Hokus pokus.jpg (67.83 KiB) Obejrzany 9100 razy
Rozkwita róża z Lidla- jedna z dwóch- ta co miała być jasnoróżowa
na pniu1.jpg (81.79 KiB) Obejrzany 9100 razy
na pniu1a.jpg (63.8 KiB) Obejrzany 9100 razy
Druga miała być biała- w pąku widzę kolor jasnoróżowy...
Na te róże z marketów z opisów musimy uważać - nigdy nie wiadomo co wyjdzie. Choć jedna z naszych koleżanek na FO miała szczęście bo tak nabyła Pashminę - jako róże patio. Ciekawa jestem jak duża urośnie Eyes for You.
W sumie mi to nie przeszkadza co wyrośnie z marketowych- wiem z góry , że będą niespodzianki. Mam jeszcze jedna z Lidla- niebieską, ma pąka- jestem ciekawa co rozkwitnie, bo sadzonka była bardzo ładna- grube , sztywne pędy- chyba ze 6 i szybko ruszyła po wsadzeniu- pisało, że import z Holandii.

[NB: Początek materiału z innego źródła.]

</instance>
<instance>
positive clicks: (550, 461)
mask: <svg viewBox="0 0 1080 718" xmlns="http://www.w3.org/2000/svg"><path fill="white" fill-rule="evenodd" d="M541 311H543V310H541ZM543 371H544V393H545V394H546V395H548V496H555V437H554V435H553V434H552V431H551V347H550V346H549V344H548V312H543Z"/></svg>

Czerwona różyczka- pokazywana wyżej- okazała się nie Lavaglut jak podejrzewałam- ale Diablotin. Pod taką nazwą kupiłam dwa lata temu... Ma cholernie jaskrawy kolor czerwony- aparatowi nie udaje się oddać tego koloru...
Diablotin.jpg (57.21 KiB) Obejrzany 9094 razy
Ooooo...Przyszło mi do głowy sprawdzić na Rosebooku- i faktycznie jest- i jej kolor! Pasuje do niej jak ulał druga nzawa- "Mały diabeł" / :Little Devil/
Czy lubię... Jedna taka może być. Bardzo zdrowa i żywotna- wytrzymała różne koleje swojego życia. Wysadziłam z pąkami do gruntu, bo trzymałam w donicy - była jak inne dołowana. Nie wiem czy gdybym wiedziała, że to ona to by się zachowała. Ale skoro jest...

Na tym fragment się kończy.